Burada şu hususu vurgulamamız gerekecek. Doğru fikir hangi aklın ürünü olsa da hayatla ve dolayısıyla insanlık ile buluşur. Burada temas edilen fikirlerin kimden gelirse gelsin bizden değilse karşıyız anlayışı değildir. İrdelenmek istenilen fikrilerin insanlar ile buluştuğunda, onları bıraktığı zemin ve insanı son durağa götüreceği yol ile ilgilidir. Fikrilerin bütünsel yaklaşımları ve yaşamsal formları ile alakalı, kötülük ile hemhal olan anlayışlara dikkat etmemiz gerektiği ile ilgili hususlardır. Yani ebedi hayata hangi kapıdan gireceğimiz, hangi anahtar ile açacağımız hususudur. 

Her fikir yeryüzünde anlaşılmak, sahiplenmek ve yaşatılmak için sahneye çıkar. O yüzden kendi zıttında olan fikirlere karşı tahammülsüzdür.  Söz konusu İslam dini bile fikirlere karşı saygılı olmakla beraber tavizsizdir. Çünkü İslam dini  hayatın doğal renginin korunmasını, insanın kendi fıtratında olan hakkının hiç kimse tarafından gasp edilmesini istemez. Bunun için her türlü mücadele alanını hak-hukuk-adalet nezdinde verir. Lakin ideolojik kafa arızi olduğundan, çıkarcı olduğundan, insanın kötülük bilgisine el attığından, hakka karşı bir başkaldırı içerdiğinden hak-hukuk-adalet gibi değerleri piyasaya pek sürmek istemez.

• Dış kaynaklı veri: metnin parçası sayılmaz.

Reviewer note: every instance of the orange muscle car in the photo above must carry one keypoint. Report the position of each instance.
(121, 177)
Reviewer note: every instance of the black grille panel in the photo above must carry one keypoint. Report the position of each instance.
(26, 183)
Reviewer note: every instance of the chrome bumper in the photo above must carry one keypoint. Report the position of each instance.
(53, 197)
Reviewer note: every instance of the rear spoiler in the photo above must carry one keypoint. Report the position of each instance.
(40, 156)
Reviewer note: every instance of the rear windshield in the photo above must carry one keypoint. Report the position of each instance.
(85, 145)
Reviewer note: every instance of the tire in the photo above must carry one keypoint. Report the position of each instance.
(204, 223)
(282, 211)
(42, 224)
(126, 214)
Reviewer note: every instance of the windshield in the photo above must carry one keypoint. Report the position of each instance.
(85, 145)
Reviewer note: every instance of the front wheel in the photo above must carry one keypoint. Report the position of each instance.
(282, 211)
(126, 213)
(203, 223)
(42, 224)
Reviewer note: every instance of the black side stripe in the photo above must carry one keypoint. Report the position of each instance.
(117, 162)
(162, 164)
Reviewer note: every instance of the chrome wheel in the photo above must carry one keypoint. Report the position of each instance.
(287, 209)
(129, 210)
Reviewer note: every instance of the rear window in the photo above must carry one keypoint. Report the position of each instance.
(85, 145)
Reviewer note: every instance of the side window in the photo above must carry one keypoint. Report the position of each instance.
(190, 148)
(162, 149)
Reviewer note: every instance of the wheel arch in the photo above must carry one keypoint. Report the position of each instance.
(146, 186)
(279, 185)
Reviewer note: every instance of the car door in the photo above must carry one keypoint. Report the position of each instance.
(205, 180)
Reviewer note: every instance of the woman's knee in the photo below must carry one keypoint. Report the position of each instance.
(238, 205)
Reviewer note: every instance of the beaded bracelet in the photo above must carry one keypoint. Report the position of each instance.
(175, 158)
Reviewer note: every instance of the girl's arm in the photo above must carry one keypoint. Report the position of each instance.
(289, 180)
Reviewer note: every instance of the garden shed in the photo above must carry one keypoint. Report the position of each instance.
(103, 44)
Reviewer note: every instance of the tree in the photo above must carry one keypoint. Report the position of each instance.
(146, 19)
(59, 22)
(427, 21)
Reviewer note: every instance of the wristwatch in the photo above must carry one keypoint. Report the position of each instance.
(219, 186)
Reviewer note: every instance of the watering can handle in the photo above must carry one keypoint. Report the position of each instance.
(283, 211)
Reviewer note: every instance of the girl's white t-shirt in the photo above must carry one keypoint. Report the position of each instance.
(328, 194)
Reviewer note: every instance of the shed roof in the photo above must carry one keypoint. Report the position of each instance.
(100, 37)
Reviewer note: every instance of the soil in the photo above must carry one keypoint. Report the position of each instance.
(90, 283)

Kendi serbest piyasa koşulları ile hareket ederken, değer eksenli tüm anlayışları mekansal ve sınırlı piyasa koşullarına mahkum eder.

Bu anlamda modernizmin iz düşümleri olan tüm renkler eğer topluma dayatılıyorsa, modernizmin silahşor kalemleri, fikir baronları bu kurgunun devamı için uğraş veriyorsa; kendi fikirlerinin yaşatma adına verdikleri mücadele ile birlikte sonuçsal olarak ta ne elde etmek istedikleri ile ilgilidir. Bir başka ifade ile ilahi olsun beşeri olsun her din diğer dinin alanına taliptir. Her fikir diğer karşıt fikriyata "kötü" imajı ile hareket halindedir. İslami olarak hak ve batıl olarak ifade edilen bu gerçekliğin insan nezdindeki tezahürü ne kadar geçerli olduğu, insanların tercihleri ve o tercihleri sonucundaki fikirlerin hayat ile buluştuğundaki yaşamları ile ortaya çıkar.  Adem ile şeytan mücadelesinde temel faktör kendilerine tabi olanların aklına hitap etmek , kalbine temas etmek için verdikleri amansız savaşın hikayesidir. İnsan hem iyi hem kötü olabilir gibi melek ve şeytan yaklaşımları ile birbirine zıt iki karakteri aynı anda taşıyor düşüncesi ilahi ve tarihi öğretiler ile açıklanamaz. Ama insan hayatın içinde, kalbindeki iktidar mücadelesinde, akıldaki fikir çatışmasında, hayatındaki paradigmasında bazen kötü iken iyi hale gelebildiği gibi  iyi iken kötülüğün tarafına tercih ile geçiş yapabilir.

Zamansal ve dönemsel tercihler olmasına karşın insan hakikatin ürünü olduğundan, bu hakikate hakkını vermesi, doğru yol üzerinde karar kılması hayati bir önem taşıdığının farkında olmalı. Ömrünün sonunda kendi önüne gelen fikirlerin, yaklaşımların, yaşam biçimlerinin neye tekabül ettiğini iyi ölçmeli. İnsanın yaşadığı paradokslar kendisine ve hakikate olan yabancılığın göstergesidir. Hz. Peygamberin Cebrail'i gördüğü sahne ile ilgili ayette geçen " Onun gördüğünü kalbi yalanlamadı."( Necm Suresi 11. Ayet) ilahi öğretideki gibi bir bakış açısı ile fikirlere, olaylara, hayata bakmak gerekiyor. İnsanlığın tüm kazanımlarının korunması, değer eksenli bir yaşam formu, ebedi yolcuğa hazırlık gibi aşamalar bu net duruştan geçiyor.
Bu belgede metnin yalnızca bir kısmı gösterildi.